Jajecznica na słoninie - z niewielką ilością cebuli jest chyba najsmaczniejsza, ale jak długo można jeść to samo...
Na 2-3 jajka dajemy 20-50 g słoniny.
Słoninę kroimy w plasterki, a te w kostkę lub na mniejsze kawałki. Chodzi o to, by słonina się wytopiła, przyrumieniła, ale nie spaliła. Wtedy wrzuca się na rozgrzany tłuszcz cebulę pokrojoną w kostkę lub piórka. W chwili, kiedy dalsze smażenie cebuli groziłoby zbytnim przyrumienieniem, wrzucamy białko, a gdy się nieco zetnie, dodajemy żółtka. Przygotowujemy pieprz i sól. Lekko mieszamy całość i pieprzymy, znowu mieszamy i solimy.

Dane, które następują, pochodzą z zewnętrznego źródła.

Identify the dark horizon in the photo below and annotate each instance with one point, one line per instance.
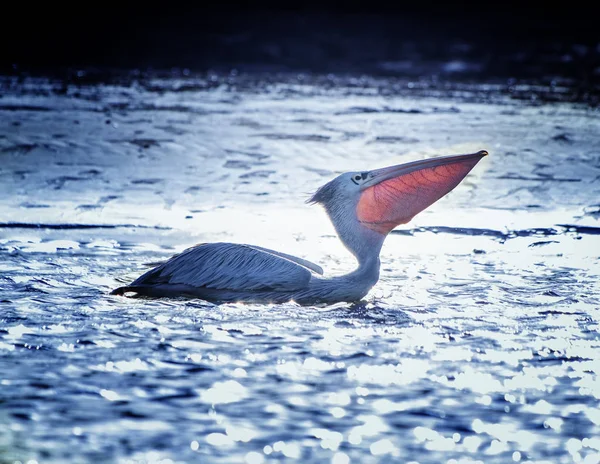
(308, 35)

Każda potrawa jest lepsza, gdy te czynności wykonujemy w odpowiedniej kolejności, a nie wszystko na raz.
Ale oczywiście każdy ma własną technikę.
Najlepsza jest jajecznica, w której białko jest ścięte, ale także nie powinna być zbyt twarda.
Jajecznica na maśle - to najszybszy i najpopularniejszy sposób przygotowania.

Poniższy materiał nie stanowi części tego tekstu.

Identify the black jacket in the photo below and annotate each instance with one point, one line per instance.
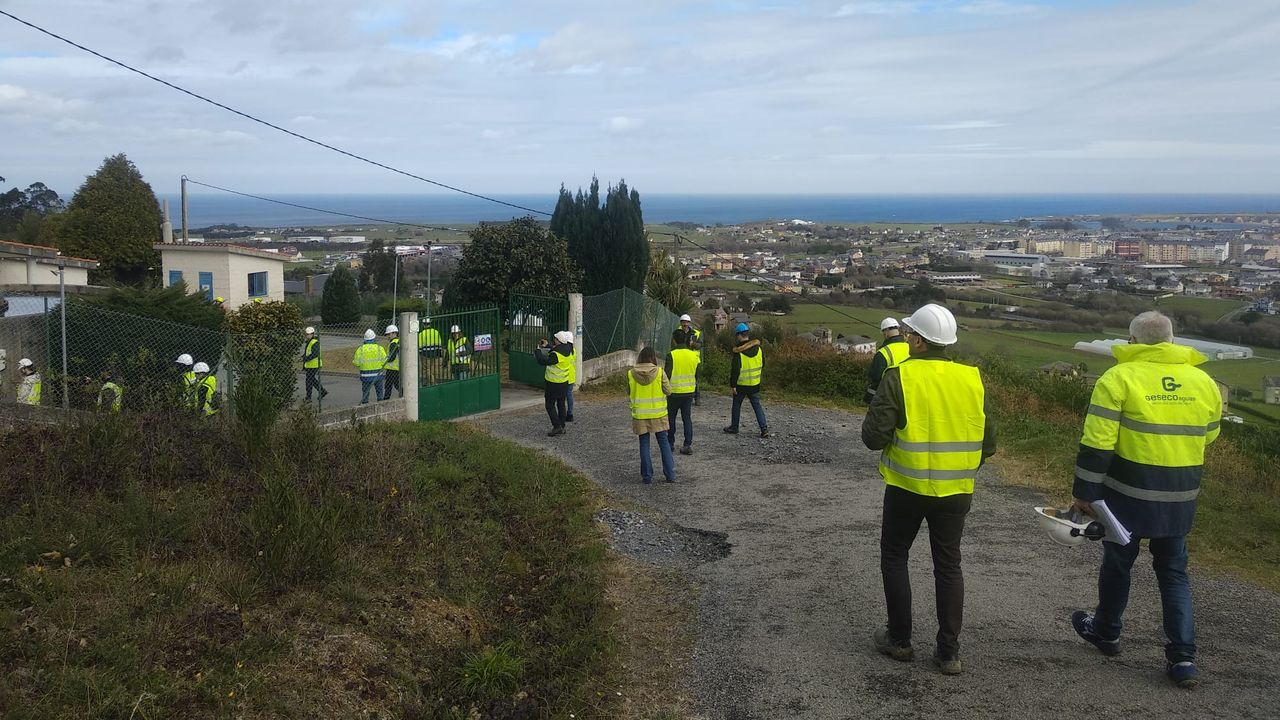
(888, 410)
(750, 349)
(877, 370)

Możemy dodać cebuli albo tylko popieprzyć i posolić. Można także dodać nie za dużo gęstej, kwaśnej śmietany (na koniec, po posoleniu) i zamieszać całość.
Jajecznica z marchewką- o tym sposobie mówiono na zlocie, wypróbowałam, owszem - dobra.

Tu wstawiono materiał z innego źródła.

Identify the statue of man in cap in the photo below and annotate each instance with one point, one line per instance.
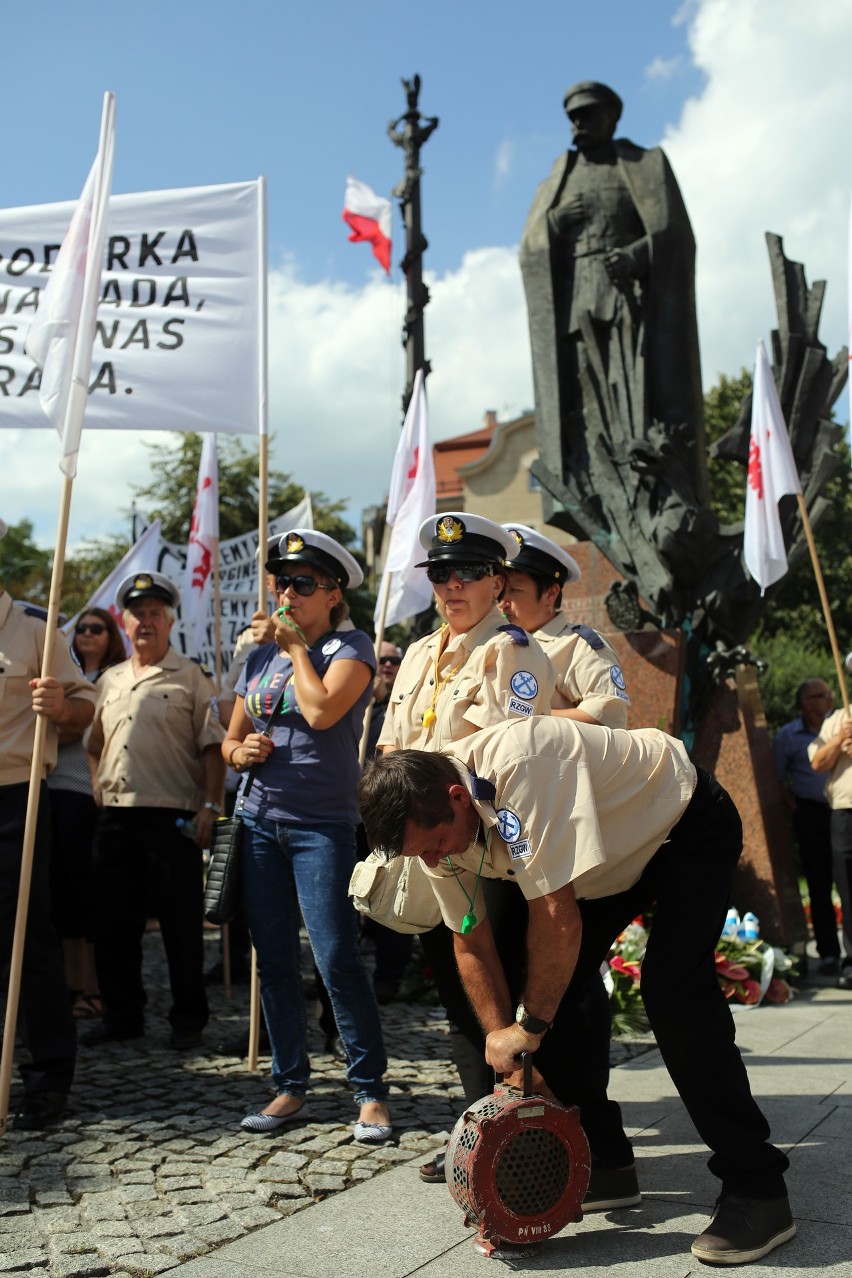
(608, 263)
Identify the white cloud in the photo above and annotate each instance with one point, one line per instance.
(662, 69)
(503, 161)
(764, 147)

Marchewka powinna być starta na tarce o grubych oczkach.
Wrzuciłam ją na rozgrzane masło, dusiłam około minuty (marchewka powinna być półtwarda), dodałam łyżeczkę gęstej ale jeszcze niekwaśnej śmietany (akurat taką miałam), zamieszałam, odczekałam jeszcze 1-2 minuty i wlałam białko, po ścięciu dodałam żółtka, popieprzyłam nieco więcej (żeby nie była zbyt słodka), posoliłam i wyłożyłam na talerzyk. Posypanie zieleniną z parapetu - i gotowe.
Jajecznica z selerem- podobnie jak z marchewką, smakuje nieco słodkawo, ale jest bardziej aromatyczna.
Jajecznicę z dodatkiem warzyw można robić na każdym tłuszczu: na maśle, na słoninie, smalcu, a amatorzy oliwy z oliwek mogą też mają pole do popisu.
Seler w niedużych plasterkach można wcześniej opiec w tosterze do sandwiczów albo na patelni, można też zetrzeć jak marchewkę. Ja preferuję plasterki. Na patelnię z rozgrzanym tłuszczem wsypać seler i dalej postępować, jak opisałam powyżej.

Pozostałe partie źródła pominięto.